Unlike Roethke, who used the refrains to strengthen his theme, Denise uses the refrains in the first stanza to bring the reader into her imagery. She then uses the repetitive nature of the refrain throughout the poem to almost break apart the first stanza, almost like an explanation.

This opening, or flowering, of her "ashcan city", begins to take on a new life with each stanza's use of refrain. Then she neatly wraps up the poem by taking us back to the imagery of the first stanza through the use of the refrain.

I would like to point out that Denise uses the language and verbage of the primary refrains instead of an actual copy of the refrain in the stanzas. This brings me to a point I have been wanting to discuss.

I feel that people tend to move away from form and into free verse because they feel that form has too many rules and regulations that make the poetry stiff and inaccessible. Denise took her stand as a modern poet and played with the form to create what she had desired to create.

She was still able to use the power of the refrain and repitition in the Villanelle but was able to do so in a manner that seemed less formal. There is no law saying that to follow a form you need to follow the recipe exactly.

Use your creativity, figure out what the form can accomplish, and make it your own.


Verlie Burroughs from Canada on January 23, 2018:

Thanks for this Jamie. Just appreciating Roethke's Villanelle 'The Waking', hadn't realized it was a villanelle, should have spotted that a mile away.

Jamie Lee Hamann (author) from Reno NV on April 04, 2014:

I am excited to read some of the poems you have been working on when you get your computer issues sorted out. Thank you Romeos Quills. Jamie

I hope to read a few more villanelles, I enjoy the ones you have already shared. I hope you have a great day Jo. Jamie

Jo Alexis-Hagues from Lincolnshire, U.K on April 04, 2014:

Jamie, I love this form of poetry and even had a go at writing a few. Thank you for sharing this, I know it will be very useful to me. take care and my best to you.

Romeos Quill from Lincolnshire, England on April 03, 2014:

Some great, in-depth information about this particular style Jamie; interesting to see how your two chosen structuralists had their different approaches to the same form. Hopefully, your deconstruction by explosion will add to the enjoyment of verse and not detract from the occasional magic and wonder it can create without blinding with science, so to speak.

Additionally,would love to partake in this poetry challenge but cannot publish here at the present, ( though have written a fresh poem for each day so far ). Have you ever tried rhetorical inversions ( chiasmus ) and parallel structure? I'm glad for you that the forms add to your enjoyment and were taught by a pro; I was self-taught and to be honest, found the restrictions of styles too stifling and dull for the kind of work that folk liked to read - whatever works I suppose.

Anyway, enjoy a fair eve;

Best Wishes,


Faith Reaper from southern USA on April 03, 2014:

Hi Jamie,

Home now and pinned, tweeted and shared with HP.


Faith Reaper

Jamie Lee Hamann (author) from Reno NV on April 03, 2014:

Thank you Faith and Audrey. I am glad you are enjoying my submissions so far. I am excited to move forward. Jamie

Audrey Howitt from California on April 03, 2014:

I really enjoy Levertov's work--I was introduced to her work on another poetry site that I visit from time to time--Thank you for this piece--It was one I had not read before!

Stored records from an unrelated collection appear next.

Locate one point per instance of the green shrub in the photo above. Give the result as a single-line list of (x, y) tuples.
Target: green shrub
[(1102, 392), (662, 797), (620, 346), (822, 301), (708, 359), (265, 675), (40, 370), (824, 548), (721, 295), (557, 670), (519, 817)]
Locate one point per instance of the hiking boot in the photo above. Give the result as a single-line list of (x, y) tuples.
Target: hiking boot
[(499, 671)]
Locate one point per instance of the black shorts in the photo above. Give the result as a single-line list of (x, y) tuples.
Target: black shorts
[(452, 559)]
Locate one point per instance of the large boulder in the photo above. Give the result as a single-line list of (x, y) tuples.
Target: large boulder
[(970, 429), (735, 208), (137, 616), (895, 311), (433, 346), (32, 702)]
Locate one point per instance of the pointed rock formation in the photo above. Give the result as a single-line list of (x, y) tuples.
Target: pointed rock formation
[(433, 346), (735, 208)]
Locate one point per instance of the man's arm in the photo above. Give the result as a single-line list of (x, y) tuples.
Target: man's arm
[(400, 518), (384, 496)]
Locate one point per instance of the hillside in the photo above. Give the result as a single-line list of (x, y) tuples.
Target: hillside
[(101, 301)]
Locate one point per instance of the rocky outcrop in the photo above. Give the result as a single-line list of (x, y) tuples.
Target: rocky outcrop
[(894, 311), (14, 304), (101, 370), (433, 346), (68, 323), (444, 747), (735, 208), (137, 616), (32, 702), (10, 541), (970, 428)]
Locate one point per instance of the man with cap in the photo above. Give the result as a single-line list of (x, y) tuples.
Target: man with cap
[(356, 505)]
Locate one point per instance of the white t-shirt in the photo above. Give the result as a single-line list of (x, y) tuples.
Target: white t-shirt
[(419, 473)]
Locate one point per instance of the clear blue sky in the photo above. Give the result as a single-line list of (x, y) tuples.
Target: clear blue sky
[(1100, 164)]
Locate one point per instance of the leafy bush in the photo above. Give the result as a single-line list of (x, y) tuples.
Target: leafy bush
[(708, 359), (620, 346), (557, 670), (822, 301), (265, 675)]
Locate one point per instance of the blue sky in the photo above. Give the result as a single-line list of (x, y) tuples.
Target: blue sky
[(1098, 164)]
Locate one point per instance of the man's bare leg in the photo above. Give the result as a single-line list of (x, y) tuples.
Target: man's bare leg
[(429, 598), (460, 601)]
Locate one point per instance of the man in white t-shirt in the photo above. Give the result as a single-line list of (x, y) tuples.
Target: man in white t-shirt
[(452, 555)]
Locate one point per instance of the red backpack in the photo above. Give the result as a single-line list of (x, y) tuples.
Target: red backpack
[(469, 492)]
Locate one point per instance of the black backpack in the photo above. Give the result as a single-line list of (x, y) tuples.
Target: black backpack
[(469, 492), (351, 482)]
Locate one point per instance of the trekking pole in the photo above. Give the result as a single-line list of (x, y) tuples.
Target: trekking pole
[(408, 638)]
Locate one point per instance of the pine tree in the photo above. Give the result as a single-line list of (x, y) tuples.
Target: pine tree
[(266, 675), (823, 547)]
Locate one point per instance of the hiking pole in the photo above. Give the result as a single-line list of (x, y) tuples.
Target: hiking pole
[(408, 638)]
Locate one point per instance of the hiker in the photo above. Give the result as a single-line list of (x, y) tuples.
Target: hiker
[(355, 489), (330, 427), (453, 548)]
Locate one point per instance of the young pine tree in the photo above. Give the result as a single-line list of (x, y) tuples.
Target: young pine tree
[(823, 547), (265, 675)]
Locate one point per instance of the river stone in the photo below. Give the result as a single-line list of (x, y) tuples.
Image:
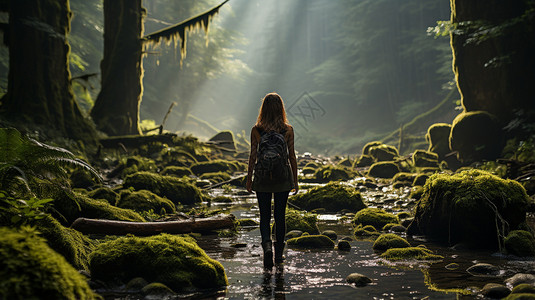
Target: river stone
[(519, 279), (483, 269), (495, 291), (358, 279)]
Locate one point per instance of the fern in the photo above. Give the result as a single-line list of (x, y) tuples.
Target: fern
[(25, 162)]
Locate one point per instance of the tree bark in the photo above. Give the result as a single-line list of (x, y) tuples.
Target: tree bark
[(116, 110), (39, 87), (98, 226)]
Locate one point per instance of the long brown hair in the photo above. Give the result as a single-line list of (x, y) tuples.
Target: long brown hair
[(272, 115)]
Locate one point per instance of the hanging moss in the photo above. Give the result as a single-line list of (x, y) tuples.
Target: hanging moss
[(333, 197), (29, 269), (144, 201), (473, 207), (175, 261), (174, 189)]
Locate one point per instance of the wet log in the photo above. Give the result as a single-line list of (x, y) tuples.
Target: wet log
[(112, 227)]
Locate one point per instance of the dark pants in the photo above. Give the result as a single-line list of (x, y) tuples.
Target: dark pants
[(279, 212)]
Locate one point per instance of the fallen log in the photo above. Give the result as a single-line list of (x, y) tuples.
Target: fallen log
[(100, 226)]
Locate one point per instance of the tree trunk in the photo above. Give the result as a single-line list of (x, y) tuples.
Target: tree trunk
[(152, 228), (39, 87), (116, 110)]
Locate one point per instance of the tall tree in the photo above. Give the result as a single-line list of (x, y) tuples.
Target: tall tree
[(116, 110), (39, 80)]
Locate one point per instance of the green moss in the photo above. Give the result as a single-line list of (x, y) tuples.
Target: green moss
[(520, 243), (425, 159), (383, 169), (174, 189), (409, 253), (216, 177), (332, 173), (143, 201), (375, 217), (311, 241), (472, 206), (333, 197), (390, 240), (176, 171), (71, 206), (305, 222), (438, 138), (105, 193), (29, 269), (175, 261)]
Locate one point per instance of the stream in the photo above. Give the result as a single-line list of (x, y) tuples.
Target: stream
[(320, 274)]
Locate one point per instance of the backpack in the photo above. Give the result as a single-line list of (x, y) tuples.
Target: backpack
[(272, 158)]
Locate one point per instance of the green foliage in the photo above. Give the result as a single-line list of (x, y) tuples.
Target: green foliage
[(333, 197), (175, 261), (29, 269)]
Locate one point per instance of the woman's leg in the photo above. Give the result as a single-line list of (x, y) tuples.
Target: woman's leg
[(264, 204)]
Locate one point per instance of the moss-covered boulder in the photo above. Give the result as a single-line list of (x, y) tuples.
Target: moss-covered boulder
[(30, 269), (476, 135), (363, 161), (332, 173), (311, 241), (176, 171), (384, 152), (105, 193), (425, 159), (438, 138), (333, 197), (70, 206), (214, 166), (173, 188), (383, 169), (375, 217), (389, 240), (520, 243), (302, 221), (469, 207), (175, 261), (410, 253), (144, 201)]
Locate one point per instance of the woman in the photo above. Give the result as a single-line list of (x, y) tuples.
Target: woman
[(272, 123)]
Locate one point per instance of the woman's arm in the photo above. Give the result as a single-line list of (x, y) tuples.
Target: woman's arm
[(291, 156), (255, 138)]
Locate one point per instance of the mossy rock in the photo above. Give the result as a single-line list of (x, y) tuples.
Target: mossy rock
[(389, 240), (174, 189), (368, 146), (70, 206), (383, 169), (425, 159), (175, 261), (384, 152), (363, 161), (216, 177), (144, 201), (476, 136), (176, 171), (311, 241), (462, 208), (214, 166), (375, 217), (438, 136), (520, 243), (30, 269), (302, 221), (333, 197), (410, 253), (105, 193), (332, 173)]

Faith Reaper from southern USA on April 03, 2014:

Wow Jamie, I thoroughly enjoyed your wonderful hub here on the Villianelle! I learned so much. I can see why you used the word magic in referencing the Villianelle, being they are truly magical. Up and more, and I will pin, tweet and share when I arrive home as I am on my phone. I can tell already, we are all going to learn so much during this wonderful month of April!